Hey Tyrone-
I just set this up on 1.7.1.2 and found the documentation confusing
too. Been meaning to improve the documentation. To get S3 logging
configured I:
(a) Set up an S3Connection (let's call it foo) with only the extra
param set to the following json:
{ "s3_config_file": "/usr/local/airflow/.aws/credentials",
"s3_config_format": "aws" }
(b) Added a remote_log_conn_id key to the core section of airflow.cfg,
with a value of "foo" (my S3Connection name)
(c) Added a remote_base_log_folder key to the core section of
airflow.cfg, with a value of "s3://where/i/put/my/logs"
Everything worked after that.
-Jakob
On 15 June 2016 at 15:35, Tyrone Hinderson <[email protected]> wrote:
> @Jeremiah,
>
> http://pythonhosted.org/airflow/configuration.html#logs
>
> I used to log to s3 in 1.7.0, and my background .aws/credentials would take
> care of authenticating in the background. Now it appears that I need to set
> that "remote_log_conn_id" config field in order to continue logging to s3
> in 1.7.1.2. Rather than create the connection in the web UI (afaik,
> impractical to do programatically), I'd like to use an
> "AIRFLOW_CONN_"-style env variable. I've tried an url like
> s3://[access_key_id]:[secret_key]@[bucket].s3-[region].amazonaws.com, but
> that hasn't worked:
>
> =====================================
> [2016-06-15 21:40:26,583] {base_hook.py:53} INFO - Using connection to:
> [bucket].s3-us-east-1.amazonaws.com <http://s3-us-east-1.amazonaws.com/>
>
> [2016-06-15 21:40:26,583] {logging.py:57} ERROR - Could not create an
> S3Hook with connection id "S3_LOGS". Please make sure that airflow[s3] is
> installed and the S3 connection exists.
>
> =====================================
>
> It's clear that my connection exists because of the "Using connection to:"

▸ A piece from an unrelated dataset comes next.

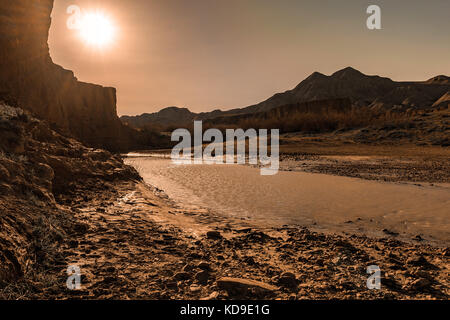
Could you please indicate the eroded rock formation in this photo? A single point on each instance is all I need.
(29, 79)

> line. However, I fear that my connection URI string is malformed. Can you
> provide some guidance as to how I might properly form an s3 connection URI,
> since I mainly followed a mixture of wikipedia's URI format
> <https://en.wikipedia.org/wiki/Uniform_Resource_Identifier#Examples>
> and amazon's
> s3 URI format
> <http://docs.aws.amazon.com/AmazonS3/latest/dev/UsingBucket.html>?
>
> On Tue, May 24, 2016 at 6:03 PM Jeremiah Lowin <[email protected]> wrote:
>
>> Where are you seeing that an S3 connection is required? It will only be
>> accessed if you tols Airflow to send logs to S3. The config option can also
>> be null (default) or a google storage location.
>>
>> The S3 connection is a standard Airflow connection. If you would like it to
>> use environment variables or a boto config, it will -- but the connection
>> object itself must be created in Airflow. See the S3 hook for details.
>>
>>
>> On Tue, May 24, 2016 at 3:57 PM George Leslie-Waksman <
>> [email protected]> wrote:
>>
>> > We ran into this issue as well. If you set the environment variable to
>> > anything random, it'll get ignored and control will pass through to
>> > .aws/credentials
>> >
>> > We used "n/a"
>> >
>> > It's kind of annoying that the s3 connection is a) required, and b)
>> poorly
>> > supported as an env var.
>> >
>> > On Tue, May 24, 2016 at 8:37 AM Tyrone Hinderson <[email protected]
>> >
>> > wrote:
>> >
>> > > I was logging to S3 in 1.7.0, but now I need to create an S3
>> "Connection"
>> > > in airflow (for remote_log_conn_id) to keep doing that in 1.7.1.2.
>> Rather
>> > > than set this "S3" connection in the UI, I'd like set a AIRFLOW_CONN_S3
>> > env
>> > > variable. What does an airlfow-friendly s3 "connection string" look
>> like?
>> > >
>> >
>>